If the streets of Stockholm and the southern coast of Japan suddenly collided, they’d meet right in the middle of this Portland, Maine, home. For local designer Heidi Lachapelle, the idea to blend Scandinavian simplicity and wabi-sabi design began in the bathroom. “Our clients definitely brought it to the table,” says Lachapelle who, alongside her partner, Katie Judkins, transformed their clients’ new waterfront condo into a zen getaway. “It was all sparked by the traditional teak soaking tub.”
The pair translated the aesthetic to the living room, entryway, and kitchen, setting the tone with Farrow & Ball’s Card Room Green on the cabinets—a shade that conveniently doubles as a stress reliever. “I think it’s a really unexpected color palette, but it works so beautifully because we found a way to ground everything in neutrals,” adds Lachapelle.
Ahead, the designer shares with us her takeaways on the space and how to cultivate calm at home.
Identify a Base Wood
Incorporating natural materials in a cohesive and elevated way was step one for Lachapelle. “It really embodies that wabi-sabi aesthetic, where you’re just letting things be perfectly imperfect,” she says. With the exception of the oak counter stools and walnut dining table, the designer narrowed her choices down to two types of wood: ash and teak. “We knew that there was going to be all this wood interacting in a small space, so we wanted to be really thoughtful about how much we were mixing,” she continues. Lachapelle landed on ash as her base wood, embracing it on a larger scale with pieces like Kalon Studios’s Trunk table and floating kitchen shelves.

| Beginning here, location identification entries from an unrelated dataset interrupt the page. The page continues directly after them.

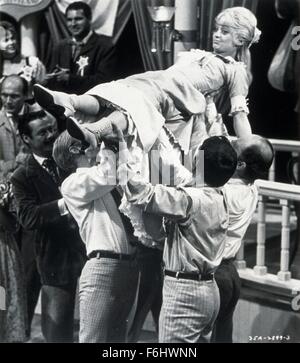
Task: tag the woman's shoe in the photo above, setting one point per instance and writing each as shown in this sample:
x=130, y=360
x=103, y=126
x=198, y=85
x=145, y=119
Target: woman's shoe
x=59, y=104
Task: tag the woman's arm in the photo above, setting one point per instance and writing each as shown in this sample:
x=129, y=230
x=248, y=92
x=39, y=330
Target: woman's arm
x=241, y=125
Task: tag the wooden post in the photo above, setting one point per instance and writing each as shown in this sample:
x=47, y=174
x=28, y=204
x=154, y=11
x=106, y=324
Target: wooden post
x=272, y=170
x=260, y=268
x=29, y=35
x=284, y=274
x=186, y=22
x=240, y=262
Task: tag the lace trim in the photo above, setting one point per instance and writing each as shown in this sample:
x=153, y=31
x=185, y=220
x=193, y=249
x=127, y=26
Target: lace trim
x=135, y=215
x=238, y=104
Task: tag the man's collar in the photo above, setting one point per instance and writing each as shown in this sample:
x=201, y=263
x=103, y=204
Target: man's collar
x=39, y=159
x=85, y=39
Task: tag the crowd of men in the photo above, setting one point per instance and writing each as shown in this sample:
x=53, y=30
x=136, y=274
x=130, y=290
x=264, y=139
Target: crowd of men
x=70, y=225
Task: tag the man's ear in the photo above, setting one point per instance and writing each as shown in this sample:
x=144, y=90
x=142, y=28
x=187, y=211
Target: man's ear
x=241, y=165
x=25, y=138
x=238, y=40
x=74, y=149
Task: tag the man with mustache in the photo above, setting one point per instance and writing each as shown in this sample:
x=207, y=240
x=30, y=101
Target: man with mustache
x=86, y=59
x=40, y=207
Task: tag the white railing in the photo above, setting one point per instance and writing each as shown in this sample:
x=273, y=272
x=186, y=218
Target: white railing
x=286, y=194
x=283, y=145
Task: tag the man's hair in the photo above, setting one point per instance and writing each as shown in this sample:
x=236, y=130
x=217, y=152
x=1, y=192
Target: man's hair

The English walnut dining table, while not ash, complemented the lighter tones of the primary wood, while the teak bar cabinet in the living room acted as a subtle reference to the master bath–surround upstairs. “I knew that every piece of furniture in here had to drive home the aesthetic or it wasn’t going to work,” she says.

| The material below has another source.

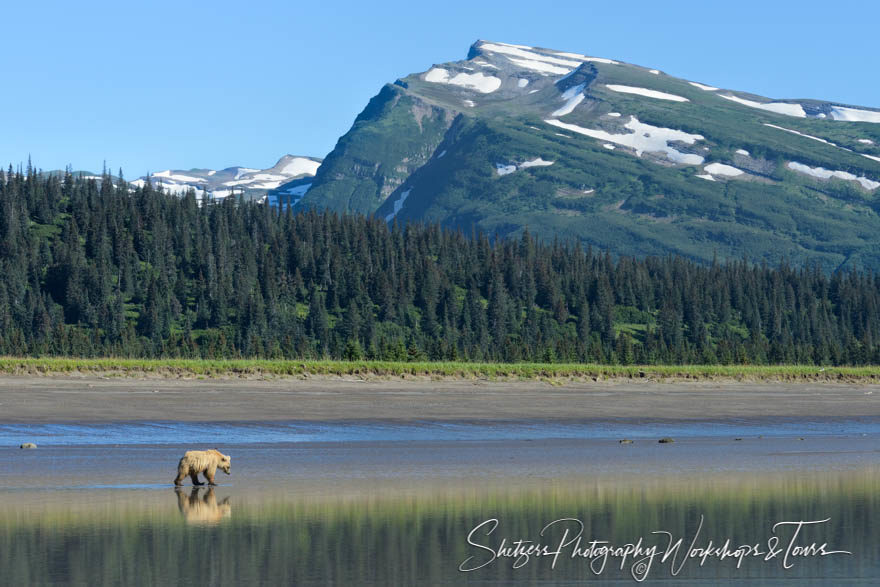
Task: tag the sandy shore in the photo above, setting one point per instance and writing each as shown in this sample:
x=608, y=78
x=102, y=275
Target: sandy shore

Color-Match Your Walls to Your Favorite Objects
The clients’ extensive ceramics collection was a natural point of departure for Lachapelle, who based the kitchen and living room palette on the dishware. “We were deciding between two colors. One was a deep forest green and the other was this light green,” she shares. The treasured mugs were the deciding factor: “The clients ended up selecting the latter because the lighter color paired so nicely with the ceramics.” Lachapelle gave the natural hue an edge with matte black accents, including Half Moon pulls from Park Studio and Coco Flip’s ash and aluminum pendants.
Decorate With Counteractive Colors and Textures
When mixed together on a painter’s palette, orange and green neutralize one another. But when used thoughtfully in an open-floor-plan living room, the hues work in perfect harmony. “We wanted to have these two really unique pops of color mirroring each other in the same room, but at the same time feel really distinct so that the spaces felt defined,” explains Lachapelle. Like Farrow & Ball’s Card Room Green, the orange linen fabric used for the Pop and Scott sofa operates as a neutral.
Going beyond cool color pairings, Lachapelle injected texture into the home by adding limewash walls to the bathroom, taking the kitchen backsplash tile up to the ceiling, and opting for a grass-cloth accent wall in the living room.
Invest in Custom Solutions When You’re Tight on Space
With two little ones in tow, Lachapelle’s clients had to find clever ways to hide their gear without disrupting the home’s overall flow. The open floor plan posed a challenge. “We had to sort of create these spaces out of things that weren’t necessarily defined,” says the designer.
Example A: the entryway. Because mudrooms are an essential part of Maine living, Lachapelle designated a drop zone for boots and hats with a system of pegs and a storage bench. Likewise, the second-floor built-in sectional has bonus drawers for toys. “I think the custom pieces in this house really go a long way,” she adds.